FeCaffe:FPGA帮助的咖啡厅与Intel Stratix Intel Stratix深入学习培训和推断开放CL (FeCaffe: FPGA-enabled Caffe with OpenCL for Deep Learning Training and Inference on Intel Stratix 10)

Deep learning and Convolutional Neural Network (CNN) have becoming increasingly more popular and important in both academic and industrial areas in recent years cause they are able to provide better accuracy and result in classification, detection and recognition areas, compared to traditional approaches.
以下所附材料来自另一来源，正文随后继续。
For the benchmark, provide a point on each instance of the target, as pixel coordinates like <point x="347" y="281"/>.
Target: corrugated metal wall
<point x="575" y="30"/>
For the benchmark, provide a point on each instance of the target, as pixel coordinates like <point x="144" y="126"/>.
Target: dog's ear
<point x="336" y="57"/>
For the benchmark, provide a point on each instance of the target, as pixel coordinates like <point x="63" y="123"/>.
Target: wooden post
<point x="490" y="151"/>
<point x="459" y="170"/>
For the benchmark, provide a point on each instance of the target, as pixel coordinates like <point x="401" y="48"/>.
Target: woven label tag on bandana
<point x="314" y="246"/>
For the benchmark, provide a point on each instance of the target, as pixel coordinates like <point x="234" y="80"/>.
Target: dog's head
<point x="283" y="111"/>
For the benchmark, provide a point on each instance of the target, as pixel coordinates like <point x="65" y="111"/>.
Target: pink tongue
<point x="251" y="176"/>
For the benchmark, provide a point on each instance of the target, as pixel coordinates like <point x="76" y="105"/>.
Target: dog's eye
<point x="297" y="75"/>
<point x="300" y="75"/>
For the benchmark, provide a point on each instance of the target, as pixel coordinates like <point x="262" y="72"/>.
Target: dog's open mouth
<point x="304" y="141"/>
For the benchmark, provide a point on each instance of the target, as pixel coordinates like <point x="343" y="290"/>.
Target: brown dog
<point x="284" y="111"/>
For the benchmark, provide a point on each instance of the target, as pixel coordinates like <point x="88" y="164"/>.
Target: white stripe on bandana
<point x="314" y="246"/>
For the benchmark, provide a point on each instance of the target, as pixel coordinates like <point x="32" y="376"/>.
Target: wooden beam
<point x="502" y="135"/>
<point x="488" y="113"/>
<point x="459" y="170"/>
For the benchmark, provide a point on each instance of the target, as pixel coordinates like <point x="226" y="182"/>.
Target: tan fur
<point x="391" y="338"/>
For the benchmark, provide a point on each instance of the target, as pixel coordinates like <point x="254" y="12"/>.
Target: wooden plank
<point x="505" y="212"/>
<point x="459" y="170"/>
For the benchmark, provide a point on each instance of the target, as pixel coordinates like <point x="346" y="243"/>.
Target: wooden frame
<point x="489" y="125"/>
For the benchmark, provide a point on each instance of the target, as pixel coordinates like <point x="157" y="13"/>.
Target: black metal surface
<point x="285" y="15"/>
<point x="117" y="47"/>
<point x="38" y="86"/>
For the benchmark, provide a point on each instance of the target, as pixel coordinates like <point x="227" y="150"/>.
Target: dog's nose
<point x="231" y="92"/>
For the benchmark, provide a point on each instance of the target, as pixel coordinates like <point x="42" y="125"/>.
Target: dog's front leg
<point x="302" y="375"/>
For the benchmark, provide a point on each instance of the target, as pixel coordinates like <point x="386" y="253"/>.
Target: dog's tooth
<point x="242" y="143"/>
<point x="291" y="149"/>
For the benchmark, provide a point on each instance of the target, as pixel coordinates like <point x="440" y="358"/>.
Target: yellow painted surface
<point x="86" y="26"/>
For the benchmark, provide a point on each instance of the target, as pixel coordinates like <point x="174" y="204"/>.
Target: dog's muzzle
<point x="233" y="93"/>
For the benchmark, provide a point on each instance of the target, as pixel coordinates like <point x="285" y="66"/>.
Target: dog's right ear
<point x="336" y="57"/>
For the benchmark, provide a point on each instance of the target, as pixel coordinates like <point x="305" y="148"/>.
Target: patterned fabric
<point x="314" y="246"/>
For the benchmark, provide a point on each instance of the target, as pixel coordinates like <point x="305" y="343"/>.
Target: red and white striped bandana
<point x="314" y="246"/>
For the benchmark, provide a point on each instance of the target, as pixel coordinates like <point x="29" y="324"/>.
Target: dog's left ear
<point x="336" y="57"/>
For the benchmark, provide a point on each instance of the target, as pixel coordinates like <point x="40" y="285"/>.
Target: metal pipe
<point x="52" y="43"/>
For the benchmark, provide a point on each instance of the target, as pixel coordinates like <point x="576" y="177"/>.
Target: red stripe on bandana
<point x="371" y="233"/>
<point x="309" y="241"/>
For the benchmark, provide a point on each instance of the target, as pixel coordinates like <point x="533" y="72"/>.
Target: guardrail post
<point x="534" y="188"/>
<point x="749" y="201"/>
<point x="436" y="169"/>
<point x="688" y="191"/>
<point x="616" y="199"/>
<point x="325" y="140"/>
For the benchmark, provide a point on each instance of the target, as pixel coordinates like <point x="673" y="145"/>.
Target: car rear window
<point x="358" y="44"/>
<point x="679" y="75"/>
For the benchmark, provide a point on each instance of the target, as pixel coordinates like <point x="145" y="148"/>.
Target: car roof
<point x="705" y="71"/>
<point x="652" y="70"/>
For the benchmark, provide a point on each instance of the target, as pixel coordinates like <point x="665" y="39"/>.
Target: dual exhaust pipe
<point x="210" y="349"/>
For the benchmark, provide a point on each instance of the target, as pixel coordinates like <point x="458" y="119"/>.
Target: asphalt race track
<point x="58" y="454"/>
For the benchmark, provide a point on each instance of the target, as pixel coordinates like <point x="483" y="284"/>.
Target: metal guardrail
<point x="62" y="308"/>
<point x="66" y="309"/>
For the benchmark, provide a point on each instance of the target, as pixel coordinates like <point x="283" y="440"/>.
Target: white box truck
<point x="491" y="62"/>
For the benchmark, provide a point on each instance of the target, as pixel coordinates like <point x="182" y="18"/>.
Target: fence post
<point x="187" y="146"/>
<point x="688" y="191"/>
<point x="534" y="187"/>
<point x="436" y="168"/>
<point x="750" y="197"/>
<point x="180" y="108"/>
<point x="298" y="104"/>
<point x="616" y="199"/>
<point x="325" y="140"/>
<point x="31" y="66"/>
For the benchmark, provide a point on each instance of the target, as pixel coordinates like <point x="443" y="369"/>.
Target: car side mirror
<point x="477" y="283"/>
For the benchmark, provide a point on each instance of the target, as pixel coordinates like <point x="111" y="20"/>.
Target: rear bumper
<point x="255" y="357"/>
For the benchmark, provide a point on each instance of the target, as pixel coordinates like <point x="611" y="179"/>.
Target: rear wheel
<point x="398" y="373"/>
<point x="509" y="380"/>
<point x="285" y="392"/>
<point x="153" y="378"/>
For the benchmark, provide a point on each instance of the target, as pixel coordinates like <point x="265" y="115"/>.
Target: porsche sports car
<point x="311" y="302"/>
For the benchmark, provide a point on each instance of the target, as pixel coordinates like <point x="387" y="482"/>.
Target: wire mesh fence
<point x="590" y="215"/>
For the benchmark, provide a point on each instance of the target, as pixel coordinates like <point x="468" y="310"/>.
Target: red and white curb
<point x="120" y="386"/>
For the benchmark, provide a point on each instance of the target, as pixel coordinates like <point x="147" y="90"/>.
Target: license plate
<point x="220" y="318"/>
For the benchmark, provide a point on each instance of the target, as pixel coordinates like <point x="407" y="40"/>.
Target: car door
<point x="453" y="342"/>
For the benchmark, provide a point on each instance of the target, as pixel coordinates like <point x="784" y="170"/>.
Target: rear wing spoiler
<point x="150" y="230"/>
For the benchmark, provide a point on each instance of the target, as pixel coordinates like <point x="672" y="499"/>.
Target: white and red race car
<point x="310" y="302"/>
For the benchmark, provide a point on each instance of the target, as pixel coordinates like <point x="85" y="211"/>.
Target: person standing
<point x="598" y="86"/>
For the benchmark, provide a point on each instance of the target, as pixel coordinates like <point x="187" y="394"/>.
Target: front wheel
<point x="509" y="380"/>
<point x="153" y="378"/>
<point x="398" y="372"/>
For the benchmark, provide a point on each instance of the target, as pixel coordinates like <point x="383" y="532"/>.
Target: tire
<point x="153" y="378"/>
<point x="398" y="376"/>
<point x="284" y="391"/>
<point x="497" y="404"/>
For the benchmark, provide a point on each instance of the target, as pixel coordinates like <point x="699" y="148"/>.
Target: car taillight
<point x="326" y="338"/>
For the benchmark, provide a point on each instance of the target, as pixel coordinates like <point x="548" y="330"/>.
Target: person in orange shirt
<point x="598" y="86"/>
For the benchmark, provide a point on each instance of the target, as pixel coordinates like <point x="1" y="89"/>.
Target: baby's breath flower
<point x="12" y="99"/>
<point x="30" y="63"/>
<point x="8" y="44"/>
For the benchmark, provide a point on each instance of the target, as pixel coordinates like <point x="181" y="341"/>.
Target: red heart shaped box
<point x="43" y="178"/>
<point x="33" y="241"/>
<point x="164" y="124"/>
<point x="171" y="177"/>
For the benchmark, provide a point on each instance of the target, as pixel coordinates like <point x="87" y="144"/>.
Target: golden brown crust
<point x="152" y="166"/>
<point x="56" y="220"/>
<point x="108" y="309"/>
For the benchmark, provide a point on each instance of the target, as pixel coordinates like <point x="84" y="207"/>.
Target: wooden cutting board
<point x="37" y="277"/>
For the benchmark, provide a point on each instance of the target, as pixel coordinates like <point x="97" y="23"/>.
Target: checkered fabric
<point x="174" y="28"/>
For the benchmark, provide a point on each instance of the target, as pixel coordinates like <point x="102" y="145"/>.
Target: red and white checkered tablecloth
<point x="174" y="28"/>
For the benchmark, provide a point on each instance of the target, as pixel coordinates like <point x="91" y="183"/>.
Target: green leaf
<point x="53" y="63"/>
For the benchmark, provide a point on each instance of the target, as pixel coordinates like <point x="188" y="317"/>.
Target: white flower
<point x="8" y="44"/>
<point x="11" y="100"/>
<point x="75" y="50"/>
Currently, there are many popular frameworks in the market for deep learning development, such as Caffe, TensorFlow, Pytorch, and most of frameworks natively support CPU and consider GPU as the mainline accelerator by default. FPGA device, viewed as a potential heterogeneous platform, still cannot provide a comprehensive support for CNN development in popular frameworks, in particular to the training phase. In this paper, we firstly propose the FeCaffe, i.e. FPGA-enabled Caffe, a hierarchical software and hardware design methodology based on the Caffe to enable FPGA to support mainline deep learning development features, e.g. training and inference with Caffe. Furthermore, we provide some benchmarks with FeCaffe by taking some classical CNN networks as examples, and further analysis of kernel execution time in details accordingly. Finally, some optimization directions including FPGA kernel design, system pipeline, network architecture, user case application and heterogeneous platform levels, have been proposed gradually to improve FeCaffe performance and efficiency. The result demonstrates the proposed FeCaffe is capable of supporting almost full features during CNN network training and inference respectively with high degree of design flexibility, expansibility and reusability for deep learning development. Compared to prior studies, our architecture can support more network and training settings, and current configuration can achieve 6.4x and 8.4x average execution time improvement for forward and backward respectively for LeNet.

翻译：深层学习和进化神经网络(CNN)近年来在学术和工业领域越来越受欢迎和重要,因为与传统方法相比,它们能够提供更准确性,并导致分类、检测和识别领域,因此近年来在学术和工业领域越来越重要。目前,市场上有许多深层学习发展的流行框架,如Cafe、TensorFlow、Pytoch等,以及大多数本地框架支持CPU,并视GPU默认为主线加速器。FPGA设备被视为潜在的多元平台,仍然无法为CNN大众框架中的CNN发展提供全面支持,特别是培训阶段。在本文件中,我们首先提议采用FCafe,即FPGA的C-Caffe系统,一个基于Caffe的等级软件和硬件设计方法,使FPGAGA能够支持主线的深层学习发展特征,例如培训和与Cafe的误判。此外,我们向FCFAffe提供一些基准,以一些古典CNN网络作为实例,进一步分析当前深度执行时间的细节,从而支持ROCLEQLA培训的精确执行。最后版本设计系统,分别将FCAFAFAFC的网络和FAFAFAFAFAFAFAFC系统升级设计升级系统升级系统升级系统升级升级升级升级升级到预算,在拟议中,可以实现前的升级和FAFA结果结构。